Offers and Counter Offers

Offers and Counter Offers are Binding .  All too often people sign offers on the spur of the moment. There is a common misconception that the terms of a real estate purchase agreement can be changed once escrow is opened. This is not true! A written offer is a legally binding document once it is accepted by the seller. Similarly, a counter-offer is binding once it is accepted by the buyer.

How do you protect yourself and still have the flexibility to make or accept an offer on a moment’s notice? Ask your broker or agent for their particular standard offer form and have them fill it in with everything except the price and the location of the property. We can then review the form for you. If you are a buyer, it should not take more than an hour’s time to review and, if necessary revise a standard California Association of Realtor’s form which is the form used by most members of the California Association of Realtors. If you are a seller, make sure that the listing agent knows you would like your counter-offer reviewed by your attorney. If it is the weekend, have your agent include in the counter-offer language that says “This transaction is subject to review by Seller’s attorney by no later than [insert date and time].”
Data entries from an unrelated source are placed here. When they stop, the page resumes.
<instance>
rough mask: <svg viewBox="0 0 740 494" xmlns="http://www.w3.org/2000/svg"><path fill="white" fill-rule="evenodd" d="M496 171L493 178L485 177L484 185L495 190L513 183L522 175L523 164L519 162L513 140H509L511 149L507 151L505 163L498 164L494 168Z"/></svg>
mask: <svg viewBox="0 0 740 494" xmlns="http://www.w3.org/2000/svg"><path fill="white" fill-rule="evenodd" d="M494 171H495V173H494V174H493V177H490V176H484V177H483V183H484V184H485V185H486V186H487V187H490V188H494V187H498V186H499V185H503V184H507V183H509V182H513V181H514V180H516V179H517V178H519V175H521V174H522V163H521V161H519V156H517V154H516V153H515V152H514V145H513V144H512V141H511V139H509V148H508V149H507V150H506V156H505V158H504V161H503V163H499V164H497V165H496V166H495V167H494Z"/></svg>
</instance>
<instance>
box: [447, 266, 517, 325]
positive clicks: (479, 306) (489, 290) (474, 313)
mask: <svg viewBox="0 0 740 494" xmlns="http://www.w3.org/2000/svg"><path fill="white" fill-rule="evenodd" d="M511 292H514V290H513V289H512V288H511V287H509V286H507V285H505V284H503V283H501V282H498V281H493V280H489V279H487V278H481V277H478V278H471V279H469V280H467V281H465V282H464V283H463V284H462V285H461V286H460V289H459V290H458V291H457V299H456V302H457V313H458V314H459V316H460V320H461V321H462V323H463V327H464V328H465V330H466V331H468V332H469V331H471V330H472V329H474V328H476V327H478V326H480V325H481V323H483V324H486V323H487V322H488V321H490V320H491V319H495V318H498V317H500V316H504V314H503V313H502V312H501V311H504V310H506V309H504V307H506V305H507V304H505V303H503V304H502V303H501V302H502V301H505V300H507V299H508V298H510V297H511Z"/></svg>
Contingency Terms in a Sale Agreement. There is a natural friction between the goals of a buyer and a seller in a real estate transaction. Optimally a buyer wants to leave ways to get out of the transaction while the seller wants the buyer to be committed. The battle ground for this friction can be found in the “contingency provisions” of the agreement. There are three types of contingencies that appear in every real estate sale: (1) title contingencies; (2) physical inspection contingencies; and (3) loan contingencies. If a sale involves rental property there will also be a contingency related to review and verification of the rental agreements. If you are a seller you will want to make sure your title company has a preliminary title report (along with the underlying documents listed in the report) ready for a buyer’s review to speed up the title contingency process. Sellers will also want to make sure the physical inspection is completed as quickly as possible so that this contingency can be waived as well. Finally, a seller can help speed up the loan contingency process by (1) making sure that the buyer is pre-qualified for their loan (although this is still not a guarantee the loan will be approved); and (2) that the appraisal is performed as soon as possible.